Serializable Snapshot Isolation (SSI)

PostgreSQL implements true serializable isolation using the SSI algorithm, based on the research of Michael Cahill, Uwe Rohm, and Alan Fekete (SIGMOD 2008). SSI runs snapshot isolation as the base mechanism but monitors for rw-conflict patterns that could cause serialization anomalies, aborting transactions when necessary.

The key insight: snapshot isolation anomalies always involve a cycle in the transaction dependency graph, and every such cycle contains a dangerous structure – two adjacent rw-conflict edges.

Key Source Files

File	Purpose
`src/backend/storage/lmgr/predicate.c`	SSI implementation (~6000 lines)
`src/include/storage/predicate.h`	Public API
`src/include/storage/predicate_internals.h`	SERIALIZABLEXACT, predicate lock structs
`src/backend/storage/lmgr/README-SSI`	Detailed design document

Background: Why Snapshot Isolation Is Not Enough

Snapshot isolation prevents dirty reads, non-repeatable reads, and phantoms.
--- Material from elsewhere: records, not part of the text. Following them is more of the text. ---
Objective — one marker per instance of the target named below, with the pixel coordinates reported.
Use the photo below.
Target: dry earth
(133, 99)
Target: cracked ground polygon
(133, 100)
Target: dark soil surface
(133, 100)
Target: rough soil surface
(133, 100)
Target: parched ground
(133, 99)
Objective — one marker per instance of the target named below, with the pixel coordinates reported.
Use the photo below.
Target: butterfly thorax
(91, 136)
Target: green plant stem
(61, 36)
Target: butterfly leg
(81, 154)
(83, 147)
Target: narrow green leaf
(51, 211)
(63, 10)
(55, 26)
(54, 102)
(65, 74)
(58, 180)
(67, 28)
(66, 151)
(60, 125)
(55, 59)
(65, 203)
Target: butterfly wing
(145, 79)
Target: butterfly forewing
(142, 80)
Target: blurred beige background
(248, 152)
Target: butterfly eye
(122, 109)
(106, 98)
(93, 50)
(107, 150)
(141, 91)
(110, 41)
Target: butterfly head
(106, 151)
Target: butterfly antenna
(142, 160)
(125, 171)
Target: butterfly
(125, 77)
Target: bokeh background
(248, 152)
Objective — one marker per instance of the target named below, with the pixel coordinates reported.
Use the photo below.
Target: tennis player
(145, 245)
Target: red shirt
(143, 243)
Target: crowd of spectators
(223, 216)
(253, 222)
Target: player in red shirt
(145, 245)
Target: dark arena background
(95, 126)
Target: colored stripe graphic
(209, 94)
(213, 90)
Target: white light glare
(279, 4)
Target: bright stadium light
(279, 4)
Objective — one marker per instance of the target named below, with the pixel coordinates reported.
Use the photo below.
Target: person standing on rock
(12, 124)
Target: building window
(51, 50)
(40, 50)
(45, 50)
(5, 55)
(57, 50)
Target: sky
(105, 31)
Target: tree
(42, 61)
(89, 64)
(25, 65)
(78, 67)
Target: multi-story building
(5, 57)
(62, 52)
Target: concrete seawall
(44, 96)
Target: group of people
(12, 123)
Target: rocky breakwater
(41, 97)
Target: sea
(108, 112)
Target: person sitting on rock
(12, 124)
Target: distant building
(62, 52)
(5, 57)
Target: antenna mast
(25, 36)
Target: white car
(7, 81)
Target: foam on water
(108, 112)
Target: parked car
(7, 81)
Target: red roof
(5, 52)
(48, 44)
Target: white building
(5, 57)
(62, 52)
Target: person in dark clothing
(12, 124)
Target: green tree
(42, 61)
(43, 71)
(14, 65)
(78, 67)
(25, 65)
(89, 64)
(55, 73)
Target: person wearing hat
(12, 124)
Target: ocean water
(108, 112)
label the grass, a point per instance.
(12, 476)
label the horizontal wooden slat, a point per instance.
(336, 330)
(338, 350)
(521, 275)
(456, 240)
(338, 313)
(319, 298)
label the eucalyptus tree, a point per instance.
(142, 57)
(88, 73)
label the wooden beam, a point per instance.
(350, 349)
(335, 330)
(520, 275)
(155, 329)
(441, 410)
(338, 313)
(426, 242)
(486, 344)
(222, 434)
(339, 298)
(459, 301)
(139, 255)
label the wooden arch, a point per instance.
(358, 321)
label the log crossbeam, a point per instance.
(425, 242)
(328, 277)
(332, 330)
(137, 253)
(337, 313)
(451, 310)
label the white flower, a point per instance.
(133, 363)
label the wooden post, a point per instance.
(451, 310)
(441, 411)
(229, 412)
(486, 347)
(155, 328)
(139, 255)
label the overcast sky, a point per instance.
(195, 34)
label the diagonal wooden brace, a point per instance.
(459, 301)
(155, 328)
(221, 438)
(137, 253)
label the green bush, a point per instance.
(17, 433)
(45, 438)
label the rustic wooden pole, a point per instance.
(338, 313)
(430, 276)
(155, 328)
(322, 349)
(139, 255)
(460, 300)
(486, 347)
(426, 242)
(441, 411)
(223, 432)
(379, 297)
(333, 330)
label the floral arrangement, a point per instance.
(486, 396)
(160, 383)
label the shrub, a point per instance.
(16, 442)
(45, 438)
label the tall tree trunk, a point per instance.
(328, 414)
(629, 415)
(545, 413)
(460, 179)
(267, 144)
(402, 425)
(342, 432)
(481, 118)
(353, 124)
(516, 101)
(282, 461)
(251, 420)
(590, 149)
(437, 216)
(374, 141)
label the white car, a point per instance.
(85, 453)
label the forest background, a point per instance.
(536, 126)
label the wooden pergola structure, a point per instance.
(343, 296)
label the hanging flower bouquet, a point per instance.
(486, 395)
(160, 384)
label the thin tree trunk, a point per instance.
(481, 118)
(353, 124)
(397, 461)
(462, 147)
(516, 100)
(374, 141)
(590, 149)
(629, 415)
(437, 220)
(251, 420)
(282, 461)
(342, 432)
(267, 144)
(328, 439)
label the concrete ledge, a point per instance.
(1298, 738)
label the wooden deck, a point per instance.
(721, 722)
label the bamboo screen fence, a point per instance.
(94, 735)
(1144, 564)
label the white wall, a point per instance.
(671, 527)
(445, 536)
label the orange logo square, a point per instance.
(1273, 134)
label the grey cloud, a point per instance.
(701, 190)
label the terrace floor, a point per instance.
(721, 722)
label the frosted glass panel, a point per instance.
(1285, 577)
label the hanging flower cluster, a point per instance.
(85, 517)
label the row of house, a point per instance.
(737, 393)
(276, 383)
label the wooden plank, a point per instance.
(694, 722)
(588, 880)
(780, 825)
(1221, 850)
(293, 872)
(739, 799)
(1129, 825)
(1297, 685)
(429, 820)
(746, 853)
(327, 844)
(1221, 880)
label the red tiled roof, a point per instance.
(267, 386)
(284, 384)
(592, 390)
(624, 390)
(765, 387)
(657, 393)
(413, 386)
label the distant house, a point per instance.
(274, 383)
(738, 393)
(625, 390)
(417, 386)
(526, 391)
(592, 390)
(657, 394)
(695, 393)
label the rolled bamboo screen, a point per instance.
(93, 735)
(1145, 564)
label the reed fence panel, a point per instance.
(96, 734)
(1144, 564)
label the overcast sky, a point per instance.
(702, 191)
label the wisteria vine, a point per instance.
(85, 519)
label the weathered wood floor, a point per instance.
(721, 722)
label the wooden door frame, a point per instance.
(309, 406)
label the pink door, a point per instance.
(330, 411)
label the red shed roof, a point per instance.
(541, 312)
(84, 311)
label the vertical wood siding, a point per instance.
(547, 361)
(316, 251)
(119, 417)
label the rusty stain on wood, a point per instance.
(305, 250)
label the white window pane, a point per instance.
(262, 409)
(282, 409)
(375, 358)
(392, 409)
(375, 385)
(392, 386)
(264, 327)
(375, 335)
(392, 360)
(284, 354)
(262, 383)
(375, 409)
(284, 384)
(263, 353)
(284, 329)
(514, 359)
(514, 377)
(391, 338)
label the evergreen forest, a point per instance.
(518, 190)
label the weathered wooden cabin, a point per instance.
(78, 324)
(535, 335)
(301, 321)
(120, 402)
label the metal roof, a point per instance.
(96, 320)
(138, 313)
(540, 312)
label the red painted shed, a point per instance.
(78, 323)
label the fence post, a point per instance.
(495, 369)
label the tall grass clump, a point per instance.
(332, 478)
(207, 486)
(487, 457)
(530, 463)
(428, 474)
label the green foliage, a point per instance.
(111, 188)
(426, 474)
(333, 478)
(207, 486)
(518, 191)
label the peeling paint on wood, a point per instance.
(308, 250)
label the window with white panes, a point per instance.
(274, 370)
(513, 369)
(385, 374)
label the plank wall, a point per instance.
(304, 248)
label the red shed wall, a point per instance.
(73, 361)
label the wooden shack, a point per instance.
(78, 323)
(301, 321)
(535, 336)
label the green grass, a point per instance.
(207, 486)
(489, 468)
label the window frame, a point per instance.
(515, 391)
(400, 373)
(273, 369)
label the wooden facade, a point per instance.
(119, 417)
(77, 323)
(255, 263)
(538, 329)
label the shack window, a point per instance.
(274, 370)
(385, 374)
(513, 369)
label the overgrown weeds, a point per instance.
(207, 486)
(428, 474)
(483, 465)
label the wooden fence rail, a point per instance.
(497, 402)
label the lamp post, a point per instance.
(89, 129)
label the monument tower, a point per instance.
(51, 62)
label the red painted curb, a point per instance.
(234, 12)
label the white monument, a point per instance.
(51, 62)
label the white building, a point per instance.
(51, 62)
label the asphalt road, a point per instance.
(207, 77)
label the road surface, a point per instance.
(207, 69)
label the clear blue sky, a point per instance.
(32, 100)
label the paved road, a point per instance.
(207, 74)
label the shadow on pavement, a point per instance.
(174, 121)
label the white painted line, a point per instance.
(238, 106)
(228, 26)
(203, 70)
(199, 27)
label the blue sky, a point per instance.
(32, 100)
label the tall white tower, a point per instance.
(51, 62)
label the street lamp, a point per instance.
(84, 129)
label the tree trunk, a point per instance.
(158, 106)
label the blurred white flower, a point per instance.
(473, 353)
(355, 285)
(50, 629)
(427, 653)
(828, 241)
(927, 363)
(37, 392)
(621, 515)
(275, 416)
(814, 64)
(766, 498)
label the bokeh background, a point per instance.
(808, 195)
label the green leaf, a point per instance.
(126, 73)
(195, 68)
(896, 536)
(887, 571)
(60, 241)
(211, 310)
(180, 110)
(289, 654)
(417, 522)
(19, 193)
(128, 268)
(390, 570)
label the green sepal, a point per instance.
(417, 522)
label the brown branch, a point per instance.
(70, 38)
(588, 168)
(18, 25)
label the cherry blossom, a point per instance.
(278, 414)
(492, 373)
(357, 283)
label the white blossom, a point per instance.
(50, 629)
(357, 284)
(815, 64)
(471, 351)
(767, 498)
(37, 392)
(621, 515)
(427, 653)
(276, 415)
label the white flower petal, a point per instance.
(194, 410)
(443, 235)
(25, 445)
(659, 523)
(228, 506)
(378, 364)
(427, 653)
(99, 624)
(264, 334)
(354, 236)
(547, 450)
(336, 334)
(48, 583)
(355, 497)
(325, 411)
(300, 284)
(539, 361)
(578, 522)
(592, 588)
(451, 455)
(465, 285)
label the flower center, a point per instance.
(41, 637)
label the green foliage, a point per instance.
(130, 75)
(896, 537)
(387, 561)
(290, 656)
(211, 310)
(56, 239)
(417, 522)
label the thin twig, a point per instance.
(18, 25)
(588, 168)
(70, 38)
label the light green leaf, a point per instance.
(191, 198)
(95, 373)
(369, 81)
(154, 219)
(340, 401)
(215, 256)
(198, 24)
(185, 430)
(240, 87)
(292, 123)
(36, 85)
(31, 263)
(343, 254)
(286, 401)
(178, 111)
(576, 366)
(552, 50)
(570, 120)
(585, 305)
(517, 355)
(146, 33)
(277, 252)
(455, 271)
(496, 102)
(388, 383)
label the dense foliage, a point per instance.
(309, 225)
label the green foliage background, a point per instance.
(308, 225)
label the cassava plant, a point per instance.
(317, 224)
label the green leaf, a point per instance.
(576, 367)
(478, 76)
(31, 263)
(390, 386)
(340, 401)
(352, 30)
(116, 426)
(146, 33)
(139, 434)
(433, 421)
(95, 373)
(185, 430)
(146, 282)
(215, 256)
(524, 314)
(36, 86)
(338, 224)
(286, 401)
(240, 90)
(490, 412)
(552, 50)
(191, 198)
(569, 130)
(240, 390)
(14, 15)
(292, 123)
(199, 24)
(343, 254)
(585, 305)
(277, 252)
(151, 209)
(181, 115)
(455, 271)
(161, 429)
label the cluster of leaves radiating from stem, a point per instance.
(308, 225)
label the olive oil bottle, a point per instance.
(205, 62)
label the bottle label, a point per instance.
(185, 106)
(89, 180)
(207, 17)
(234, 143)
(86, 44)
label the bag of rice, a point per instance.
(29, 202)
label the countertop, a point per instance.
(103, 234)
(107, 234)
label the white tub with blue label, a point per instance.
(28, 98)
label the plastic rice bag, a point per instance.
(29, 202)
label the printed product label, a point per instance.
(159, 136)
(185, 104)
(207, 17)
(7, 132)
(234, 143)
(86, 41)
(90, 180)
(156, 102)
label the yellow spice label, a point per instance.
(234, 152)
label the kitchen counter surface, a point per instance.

But it permits write skew – an anomaly where two concurrent transactions each read overlapping data, make decisions based on it, and write non-overlapping data, producing a result impossible under any serial execution.

Classic example:

T1: reads A=10, B=10 (sum=20, constraint: sum >= 20)
T1: sets A = A - 15 = -5
T2: reads A=10, B=10 (same snapshot, sum=20)
T2: sets B = B - 15 = -5
Both commit. A + B = -10. Constraint violated.

Under serial execution, the second transaction would see the first’s write and refuse.

The Dangerous Structure

Cahill et al. proved that every serialization anomaly under snapshot isolation involves a cycle containing two adjacent rw-conflict edges (also called anti-dependencies):

flowchart LR
    Tin["T_in"] -->|"rw-conflict"| Tpivot["T_pivot"]
    Tpivot -->|"rw-conflict"| Tout["T_out"]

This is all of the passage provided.